KD: Definitely. Before going to counseling, I would always wake up early to try and use every minute of my day, but I learned that it’s give and take. It’s okay to work hard, and you should work hard for things you care about, but you also have to give yourself time to relax. This lifestyle I was living where I’d wake up at 6 every morning to work all day, socialize all night with friends, go to sleep at 1 a.m., and then wake up five hours later…it was almost like I was in a tornado and couldn’t get out of it. I didn’t even realize how much I was wearing down my mental health.
XΨ: It’s safe to say you’re a major proponent of seeking mental health help now?
KD: Before going to counseling, I thought it was a good thing that I personally didn’t need. Then I went, and I thought, “wow, nobody should feel like they can’t go to counseling!” The progress I made was incredible. I feel completely different in a lot of ways. I am absolutely a proponent of it.
XΨ: You mention that stigma about receiving mental health assistance. Did you deal with that before, or now? If so, how did you get past it?
KD: It’s almost ironic. When I was Mental Health Chair, my main goal was to defeat that stigma, at least within our Alpha. I’d always been an advocate for counseling and would suggest that my Brothers seek it out when necessary.
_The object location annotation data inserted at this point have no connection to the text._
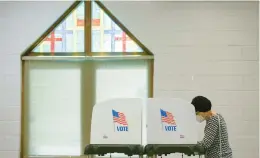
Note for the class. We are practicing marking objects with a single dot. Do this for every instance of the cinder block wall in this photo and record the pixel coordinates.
(201, 48)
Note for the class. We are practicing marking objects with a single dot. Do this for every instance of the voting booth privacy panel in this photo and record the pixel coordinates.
(150, 127)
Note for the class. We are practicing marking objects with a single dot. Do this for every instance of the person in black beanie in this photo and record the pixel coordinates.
(215, 141)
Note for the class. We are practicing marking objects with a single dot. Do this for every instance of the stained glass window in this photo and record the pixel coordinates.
(68, 36)
(107, 36)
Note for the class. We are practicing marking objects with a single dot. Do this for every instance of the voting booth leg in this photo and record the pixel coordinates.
(153, 156)
(90, 156)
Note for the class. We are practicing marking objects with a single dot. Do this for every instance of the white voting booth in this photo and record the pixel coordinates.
(133, 126)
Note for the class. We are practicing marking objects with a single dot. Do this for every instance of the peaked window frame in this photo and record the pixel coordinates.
(28, 54)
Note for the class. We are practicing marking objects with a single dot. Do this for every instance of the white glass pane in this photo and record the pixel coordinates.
(54, 108)
(121, 79)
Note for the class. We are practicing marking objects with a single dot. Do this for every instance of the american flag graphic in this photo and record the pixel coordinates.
(167, 117)
(119, 117)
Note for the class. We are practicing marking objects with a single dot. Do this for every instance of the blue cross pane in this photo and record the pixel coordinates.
(107, 36)
(68, 36)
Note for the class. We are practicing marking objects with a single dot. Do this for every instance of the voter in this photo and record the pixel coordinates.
(215, 141)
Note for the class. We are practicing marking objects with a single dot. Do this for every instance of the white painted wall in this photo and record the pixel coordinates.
(201, 48)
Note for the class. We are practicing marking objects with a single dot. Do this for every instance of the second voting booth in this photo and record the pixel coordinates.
(151, 127)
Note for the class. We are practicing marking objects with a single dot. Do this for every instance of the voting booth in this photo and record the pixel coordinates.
(132, 126)
(171, 127)
(116, 128)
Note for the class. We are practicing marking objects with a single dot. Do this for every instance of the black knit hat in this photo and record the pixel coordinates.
(201, 104)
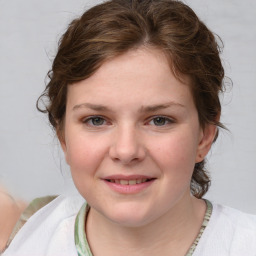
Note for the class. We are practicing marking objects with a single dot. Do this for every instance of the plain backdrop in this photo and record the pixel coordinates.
(31, 162)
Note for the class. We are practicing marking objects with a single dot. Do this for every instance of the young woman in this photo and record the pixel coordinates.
(133, 98)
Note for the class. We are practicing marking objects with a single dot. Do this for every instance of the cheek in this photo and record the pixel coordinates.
(175, 152)
(85, 153)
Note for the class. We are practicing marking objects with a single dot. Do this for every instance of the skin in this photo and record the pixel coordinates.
(9, 215)
(133, 117)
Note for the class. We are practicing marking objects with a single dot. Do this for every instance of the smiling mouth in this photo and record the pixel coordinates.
(129, 182)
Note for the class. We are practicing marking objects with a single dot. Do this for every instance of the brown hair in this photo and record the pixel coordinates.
(114, 27)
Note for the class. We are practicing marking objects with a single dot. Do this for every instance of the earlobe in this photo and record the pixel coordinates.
(63, 145)
(206, 140)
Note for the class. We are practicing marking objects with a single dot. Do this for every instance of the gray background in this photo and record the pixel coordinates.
(31, 162)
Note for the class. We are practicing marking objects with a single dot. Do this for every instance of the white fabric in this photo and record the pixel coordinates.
(50, 232)
(228, 233)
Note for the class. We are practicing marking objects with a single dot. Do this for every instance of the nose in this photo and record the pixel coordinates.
(127, 146)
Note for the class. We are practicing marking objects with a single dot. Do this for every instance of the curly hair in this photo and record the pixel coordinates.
(116, 26)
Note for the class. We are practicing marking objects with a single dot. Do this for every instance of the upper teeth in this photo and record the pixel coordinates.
(128, 182)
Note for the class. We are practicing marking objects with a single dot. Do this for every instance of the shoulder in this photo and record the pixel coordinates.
(54, 222)
(229, 232)
(234, 219)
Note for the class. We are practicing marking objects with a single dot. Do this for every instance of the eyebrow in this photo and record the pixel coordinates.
(152, 108)
(157, 107)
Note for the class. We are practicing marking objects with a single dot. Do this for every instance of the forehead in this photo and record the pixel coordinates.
(142, 75)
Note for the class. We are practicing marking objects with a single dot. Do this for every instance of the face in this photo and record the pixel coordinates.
(132, 138)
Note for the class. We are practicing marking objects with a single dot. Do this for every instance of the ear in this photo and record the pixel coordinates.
(62, 140)
(207, 136)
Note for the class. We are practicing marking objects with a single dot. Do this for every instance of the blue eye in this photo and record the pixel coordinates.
(95, 121)
(160, 121)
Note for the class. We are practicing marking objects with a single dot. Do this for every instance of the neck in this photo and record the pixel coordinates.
(171, 234)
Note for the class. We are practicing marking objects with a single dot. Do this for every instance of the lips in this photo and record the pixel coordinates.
(129, 182)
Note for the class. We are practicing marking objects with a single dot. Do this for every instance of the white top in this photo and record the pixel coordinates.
(50, 232)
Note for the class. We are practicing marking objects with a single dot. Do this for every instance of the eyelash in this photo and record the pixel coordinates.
(166, 120)
(89, 121)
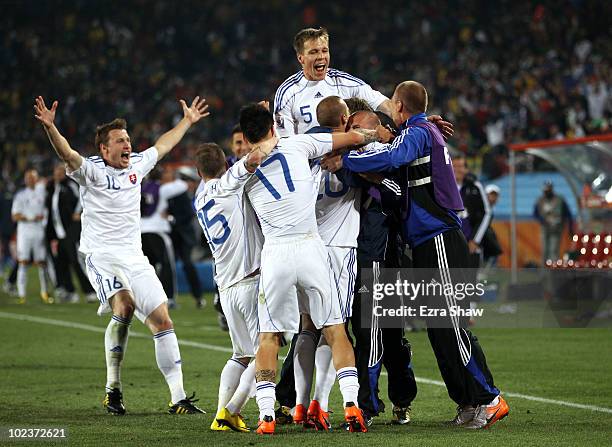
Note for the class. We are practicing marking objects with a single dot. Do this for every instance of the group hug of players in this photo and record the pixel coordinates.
(299, 227)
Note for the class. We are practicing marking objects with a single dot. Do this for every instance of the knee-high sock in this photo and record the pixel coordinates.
(303, 365)
(168, 358)
(349, 385)
(266, 397)
(229, 381)
(22, 280)
(42, 278)
(241, 395)
(325, 374)
(115, 344)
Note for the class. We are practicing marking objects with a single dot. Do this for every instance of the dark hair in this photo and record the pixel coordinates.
(308, 34)
(210, 159)
(330, 110)
(413, 96)
(255, 121)
(103, 130)
(236, 129)
(357, 105)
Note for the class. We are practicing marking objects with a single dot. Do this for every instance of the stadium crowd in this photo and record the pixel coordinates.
(503, 72)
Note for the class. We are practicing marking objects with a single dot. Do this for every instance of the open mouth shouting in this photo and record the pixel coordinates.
(320, 68)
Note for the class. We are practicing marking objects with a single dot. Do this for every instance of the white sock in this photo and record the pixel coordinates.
(349, 385)
(42, 278)
(230, 378)
(241, 396)
(22, 279)
(115, 344)
(266, 397)
(303, 365)
(168, 359)
(325, 374)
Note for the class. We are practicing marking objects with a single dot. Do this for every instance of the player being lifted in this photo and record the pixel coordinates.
(296, 100)
(235, 240)
(294, 258)
(124, 280)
I also had my own feelings about the idea of what is “masculine,” and largely rejected the idea that you should just “man up” or “rub some dirt on it.” But I still struggled with the stigma. It was one thing to tell someone else it’s okay to go to counseling, but I needed to ask myself if I would go. Mental health is just as important in your routine – whether you have mild anxiety or severe depression – as anything else. It’s part of being a good, healthy human and a good man. I think that self-reflection is how we defeat the stigma.
XΨ: What’s your parting message to your fellow Chi Psis about seeking help for mental health?
KD: Well, first of all, I just hope people realize that this is a difficult time for everyone. Don’t be a jerk. Love one another, practice empathy, and wear a mask. It’s not that hard. But, anyway, it’s insane how much progress and change can occur in just a few weeks. Even though I felt crazy going to the first appointment, it was such a relief to let it all out. It gets you excited to go back to your next session. Even if you have to do it virtually like I did, the words and feelings you can exchange are so valuable. I also try to preach to my guys at Rho Delta the benefits of programs like Talkspace that the Central Office offers us. I hope people read this and understand that it’s okay to seek out help with their mental health, and to utilize those resources that are readily available!